- Born: May 28, 1941 (age 85) Divriği, Sivas, Turkey
- Citizenship: Turkish American Turkey, U.S.
- Education: University of Michigan - Ann Arbor, Michigan
- Known for: Contributions to the theory of stochastic processes and their applications to queueing theory.
- Awards: Institute for Operations Research and the Management Sciences Saul Gass Expository Writing Award for his book Introduction to Stochastic Processes, published in 1975 by Prentice-Hall. (2003)
- Scientific career
- Workplaces: Princeton University; Northwestern University.;
- Thesis: Analysis of Systems of Queues in Parallel (1965)
- Doctoral advisor: Ralph L. Disney

= Erhan Çınlar =

Turkish-American mathematician and academic

Erhan Çınlar (born May 28, 1941, Divriği, Sivas-Turkey) is a probabilist and Professor Emeritus at Princeton University.

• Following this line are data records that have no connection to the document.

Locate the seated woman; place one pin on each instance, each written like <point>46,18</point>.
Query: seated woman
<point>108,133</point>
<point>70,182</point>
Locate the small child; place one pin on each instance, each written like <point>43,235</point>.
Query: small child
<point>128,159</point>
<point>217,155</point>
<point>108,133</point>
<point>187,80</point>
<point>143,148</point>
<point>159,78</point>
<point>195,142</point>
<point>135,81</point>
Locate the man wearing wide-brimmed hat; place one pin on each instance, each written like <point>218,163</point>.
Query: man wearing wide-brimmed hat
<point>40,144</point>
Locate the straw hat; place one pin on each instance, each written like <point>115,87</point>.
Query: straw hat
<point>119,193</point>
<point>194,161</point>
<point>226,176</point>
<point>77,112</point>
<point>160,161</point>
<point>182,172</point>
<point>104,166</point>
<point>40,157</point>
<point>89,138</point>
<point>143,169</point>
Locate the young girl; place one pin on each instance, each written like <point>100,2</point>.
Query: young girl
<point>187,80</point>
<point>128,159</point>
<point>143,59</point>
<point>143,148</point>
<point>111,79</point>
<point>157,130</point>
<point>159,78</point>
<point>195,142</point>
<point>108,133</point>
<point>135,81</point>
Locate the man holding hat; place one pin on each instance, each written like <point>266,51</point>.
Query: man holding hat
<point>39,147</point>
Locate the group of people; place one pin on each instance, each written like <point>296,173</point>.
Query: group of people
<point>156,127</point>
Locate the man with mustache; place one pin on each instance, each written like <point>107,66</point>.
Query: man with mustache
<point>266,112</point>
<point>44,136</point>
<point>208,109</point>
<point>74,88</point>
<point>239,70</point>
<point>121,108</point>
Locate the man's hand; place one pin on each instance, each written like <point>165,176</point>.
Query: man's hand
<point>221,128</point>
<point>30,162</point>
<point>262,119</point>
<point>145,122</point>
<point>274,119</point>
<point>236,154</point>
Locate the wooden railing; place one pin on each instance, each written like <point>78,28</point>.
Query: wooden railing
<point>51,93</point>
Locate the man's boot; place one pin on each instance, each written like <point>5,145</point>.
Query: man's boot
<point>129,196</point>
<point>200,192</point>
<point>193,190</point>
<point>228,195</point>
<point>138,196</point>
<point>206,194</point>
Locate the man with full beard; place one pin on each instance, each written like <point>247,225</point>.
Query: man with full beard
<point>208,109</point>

He was the Norman J. Sollenberger Professor of the department of Operations Research and Financial Engineering (ORFE) at Princeton University.

== Academic life ==
He received a B.S. in Mathematics and a M.S. and Ph.D. in Industrial Engineering and Operations Research, all from the University of Michigan in 1963, 1964 and 1965, respectively. His dissertation, Analysis of Systems of Queues in Parallel, was supervised by Ralph L. Disney.

In 1965, he joined the department of Industrial Engineering and Management Sciences as an assistant professor at Northwestern University. During 1971–1972, he was a visiting professor in the department of Management Science and Engineering at Stanford University, and became full professor of Operations Research in 1972 at Northwestern. He then joined the department of Civil Engineering and Operations Research as a professor at Princeton University in 1985.

== Research areas ==
Çınlar is the co-founder (along with Kai-lai Chung and Ronald Getoor) of the seminar on stochastic processes, an annual conference on probability topics such as Markov processes, Brownian motion, superprocesses, stochastic analysis, and mathematical finance.

== Awards ==
- INFORMS Expository Writing Award
- 2003 class of Fellows of the Institute for Operations Research and the Management Sciences.